Coast Guard Cutter Healy crew returns from Arctic for Thanksgiving

Fireman Nichole Vepeda throws a line over the side of Coast Guard Cutter Healy as it moors to the pier at Coast Guard Base Seattle, November 21, 2017. Healy crew is excited to return home before Thanksgiving after a five-month science research deployment to the Arctic. U.S. Coast Guard photo by Petty Officer 1st Class Ayla Kelley.

Fireman Nichole Vepeda throws a line over the side of Coast Guard Cutter Healy as it moors to the pier at Coast Guard Base Seattle, November 21, 2017.  U.S. Coast Guard photo by Petty Officer 1st Class Ayla Kelley.

SEATTLE — Coast Guard Cutter Healy and its 87 crew returned home to Seattle Tuesday in time for Thanksgiving following a 147 day deployment conducting science operations during four diverse missions in the Arctic Ocean.

Healy’s first mission with the Coast Guard Research and Development Center tested new technologies in the harsh Arctic environment. Healy tested two unmanned vehicles and a new oil skimmer to operate while in the ice. Healy also conducted joint operations with the U.S. Navy to reintroduce Arctic shipboard diving capabilities to the Coast Guard for the first time since 2006. Healy’s crew also helped locate the wreckage of F/V Destination, which sank February. 11.

The second mission this summer was in partnership with NOAA and in support of the Distributed Biological Survey and the Northern Chukchi Integrated Study.
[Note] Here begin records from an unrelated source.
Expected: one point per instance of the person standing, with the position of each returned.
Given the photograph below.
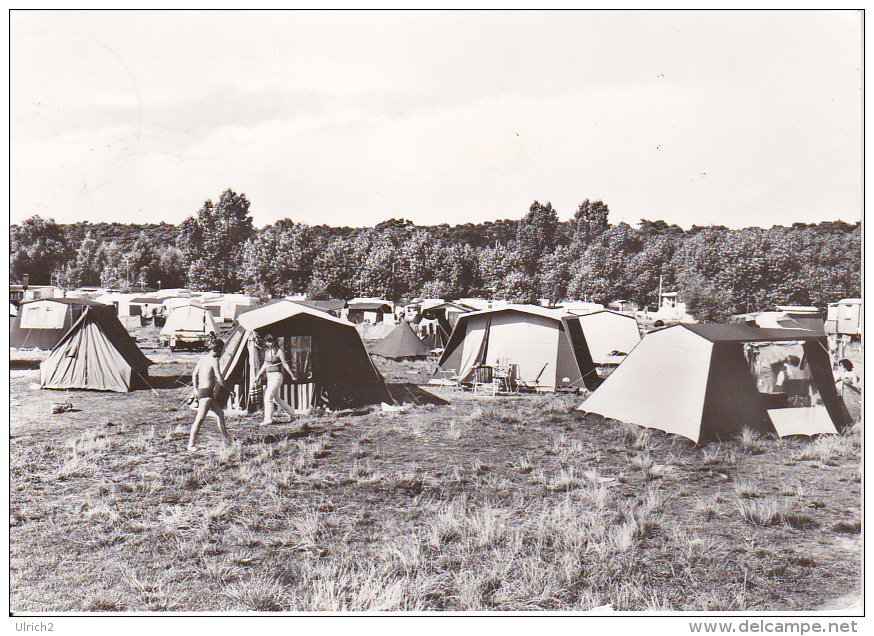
(207, 377)
(274, 363)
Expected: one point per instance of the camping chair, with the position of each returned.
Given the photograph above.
(533, 385)
(483, 380)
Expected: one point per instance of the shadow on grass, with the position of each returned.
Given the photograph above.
(168, 381)
(284, 436)
(409, 392)
(23, 365)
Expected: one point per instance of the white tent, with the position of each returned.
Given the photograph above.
(533, 340)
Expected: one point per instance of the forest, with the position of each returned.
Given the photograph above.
(717, 271)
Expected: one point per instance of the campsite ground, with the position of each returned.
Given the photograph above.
(456, 502)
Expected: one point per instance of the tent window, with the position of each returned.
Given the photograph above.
(299, 354)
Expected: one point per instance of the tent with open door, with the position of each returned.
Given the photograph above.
(698, 381)
(330, 365)
(41, 324)
(96, 353)
(604, 339)
(401, 343)
(533, 342)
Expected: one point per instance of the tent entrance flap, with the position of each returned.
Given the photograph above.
(811, 420)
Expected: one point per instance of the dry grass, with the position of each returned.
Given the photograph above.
(479, 505)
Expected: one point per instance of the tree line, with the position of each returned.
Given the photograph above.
(717, 271)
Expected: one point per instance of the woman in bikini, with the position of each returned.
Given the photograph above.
(274, 362)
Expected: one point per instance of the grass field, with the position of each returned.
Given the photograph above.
(454, 503)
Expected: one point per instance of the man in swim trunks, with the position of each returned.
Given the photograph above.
(209, 381)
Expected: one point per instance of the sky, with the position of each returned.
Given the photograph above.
(736, 118)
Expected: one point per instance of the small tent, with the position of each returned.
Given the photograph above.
(695, 381)
(96, 353)
(327, 356)
(605, 338)
(41, 324)
(188, 324)
(535, 343)
(401, 343)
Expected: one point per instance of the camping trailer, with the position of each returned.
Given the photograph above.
(188, 327)
(696, 381)
(331, 366)
(40, 324)
(532, 342)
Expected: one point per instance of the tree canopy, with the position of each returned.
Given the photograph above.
(718, 271)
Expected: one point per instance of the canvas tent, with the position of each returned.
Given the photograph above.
(534, 342)
(695, 381)
(41, 324)
(401, 343)
(603, 339)
(333, 307)
(96, 353)
(188, 324)
(330, 364)
(446, 315)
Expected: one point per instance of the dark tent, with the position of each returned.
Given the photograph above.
(696, 381)
(330, 364)
(41, 324)
(96, 353)
(402, 342)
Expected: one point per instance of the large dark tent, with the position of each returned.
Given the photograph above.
(330, 364)
(696, 381)
(401, 343)
(96, 353)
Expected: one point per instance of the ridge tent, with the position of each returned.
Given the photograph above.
(694, 380)
(402, 342)
(535, 342)
(605, 339)
(95, 353)
(41, 324)
(188, 325)
(330, 364)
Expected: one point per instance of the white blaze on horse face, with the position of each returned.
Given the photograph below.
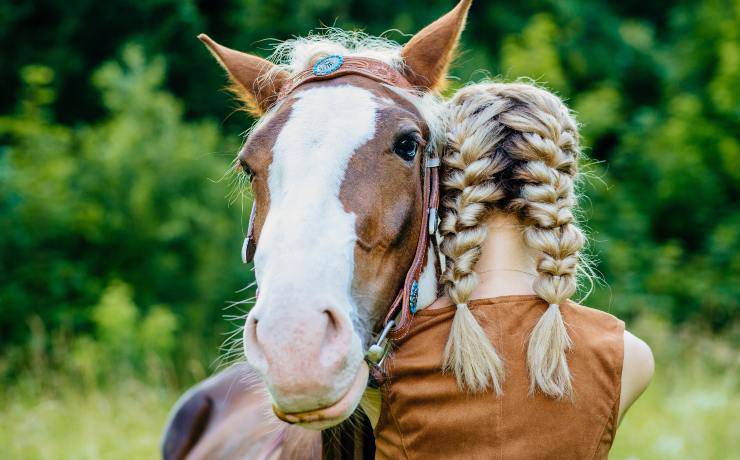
(304, 262)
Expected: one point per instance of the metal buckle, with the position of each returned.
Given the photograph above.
(379, 350)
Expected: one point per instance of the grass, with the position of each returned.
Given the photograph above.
(689, 412)
(124, 421)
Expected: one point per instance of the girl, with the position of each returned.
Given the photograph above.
(527, 373)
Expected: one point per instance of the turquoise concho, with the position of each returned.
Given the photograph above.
(327, 65)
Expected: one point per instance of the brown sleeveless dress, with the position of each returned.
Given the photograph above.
(425, 416)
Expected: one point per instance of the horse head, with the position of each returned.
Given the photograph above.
(337, 167)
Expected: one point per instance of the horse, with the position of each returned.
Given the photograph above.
(343, 167)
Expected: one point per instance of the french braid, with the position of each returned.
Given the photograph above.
(512, 147)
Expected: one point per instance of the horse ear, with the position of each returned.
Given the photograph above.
(255, 81)
(428, 54)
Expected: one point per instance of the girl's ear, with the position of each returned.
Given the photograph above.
(428, 54)
(254, 80)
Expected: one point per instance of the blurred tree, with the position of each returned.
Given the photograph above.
(134, 197)
(104, 173)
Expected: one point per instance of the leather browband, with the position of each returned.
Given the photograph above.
(367, 67)
(401, 310)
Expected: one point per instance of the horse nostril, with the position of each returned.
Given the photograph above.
(333, 323)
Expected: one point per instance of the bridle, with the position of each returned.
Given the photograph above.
(397, 320)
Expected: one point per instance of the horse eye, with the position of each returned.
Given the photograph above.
(406, 147)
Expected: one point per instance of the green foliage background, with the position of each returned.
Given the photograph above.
(119, 239)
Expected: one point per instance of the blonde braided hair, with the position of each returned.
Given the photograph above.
(514, 148)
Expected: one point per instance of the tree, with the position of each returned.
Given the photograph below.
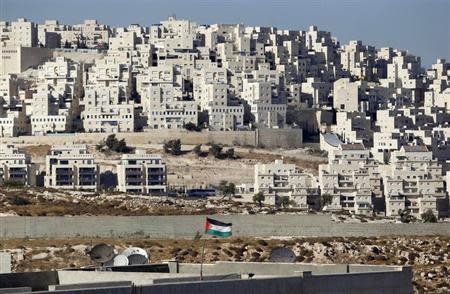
(191, 127)
(115, 145)
(111, 141)
(259, 198)
(325, 199)
(198, 150)
(405, 216)
(285, 201)
(227, 189)
(428, 216)
(173, 147)
(216, 150)
(230, 153)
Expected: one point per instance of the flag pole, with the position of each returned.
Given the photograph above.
(201, 261)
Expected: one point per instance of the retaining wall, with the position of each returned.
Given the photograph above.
(185, 227)
(271, 138)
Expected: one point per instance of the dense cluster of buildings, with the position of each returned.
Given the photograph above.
(383, 118)
(95, 78)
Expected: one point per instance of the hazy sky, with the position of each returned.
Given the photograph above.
(420, 26)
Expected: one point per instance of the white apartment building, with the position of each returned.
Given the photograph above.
(55, 104)
(70, 166)
(142, 173)
(21, 33)
(103, 113)
(12, 110)
(280, 179)
(351, 178)
(16, 166)
(414, 181)
(265, 113)
(354, 127)
(161, 90)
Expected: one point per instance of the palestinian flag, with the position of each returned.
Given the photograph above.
(216, 228)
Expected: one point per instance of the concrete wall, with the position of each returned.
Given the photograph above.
(176, 227)
(78, 56)
(38, 281)
(5, 262)
(287, 138)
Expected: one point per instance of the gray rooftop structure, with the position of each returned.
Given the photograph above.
(220, 277)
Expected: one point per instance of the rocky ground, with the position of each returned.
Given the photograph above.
(429, 256)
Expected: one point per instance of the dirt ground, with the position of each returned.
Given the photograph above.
(427, 255)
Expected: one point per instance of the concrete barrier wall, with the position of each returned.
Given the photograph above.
(38, 281)
(286, 138)
(185, 227)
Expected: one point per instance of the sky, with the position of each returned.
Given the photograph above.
(420, 26)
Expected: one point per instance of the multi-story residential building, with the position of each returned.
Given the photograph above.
(265, 110)
(142, 173)
(13, 120)
(21, 33)
(163, 103)
(280, 179)
(414, 181)
(70, 166)
(354, 127)
(16, 166)
(351, 178)
(55, 105)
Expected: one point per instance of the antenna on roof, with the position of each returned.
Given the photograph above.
(136, 255)
(101, 253)
(282, 254)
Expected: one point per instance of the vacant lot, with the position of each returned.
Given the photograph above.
(429, 256)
The study focused on “biological hotspots” along Alaska’s Northeast continental shelf over a several year period. Over the course of the mission, Healy completed 476 casting operations during a period of 24-hour science.

During Healy’s final two missions of the summer, the crew worked with teams from Scripps Institution of Oceanography, Wood’s Hole Oceanographic Institute, the University of Delaware, and the University of Texas in support of the Canada Basin Acoustic Propagation Experiment. The first of the two missions focused on the deeper waters of the Canada Basin, while the last mission focused in shallower waters. Healy recovered seven deep-water moorings and 22 shallow-water moorings, conducted several bathymetric surveys, and completed 80 continuous hours of oceanography analysis along the Chukchi slope.

Currently under the command of Capt. Greg Tlapa, Healy is the nation’s premiere high-latitude research vessel and is the only U.S. military surface asset that deploys to and is capable of operating in the ice covered waters of the Arctic. In addition to science operations, Healy is capable of conducting a range of Coast Guard operations such as search and rescue, ship escort, environmental protection and the enforcement of laws and treaties in the Polar Regions. Healy provides access and presence throughout the Arctic region to protect U.S. maritime borders and safeguard the maritime economy. Based out of Seattle, Healy is the largest ship in the Coast Guard with a displacement of 16,000 tons.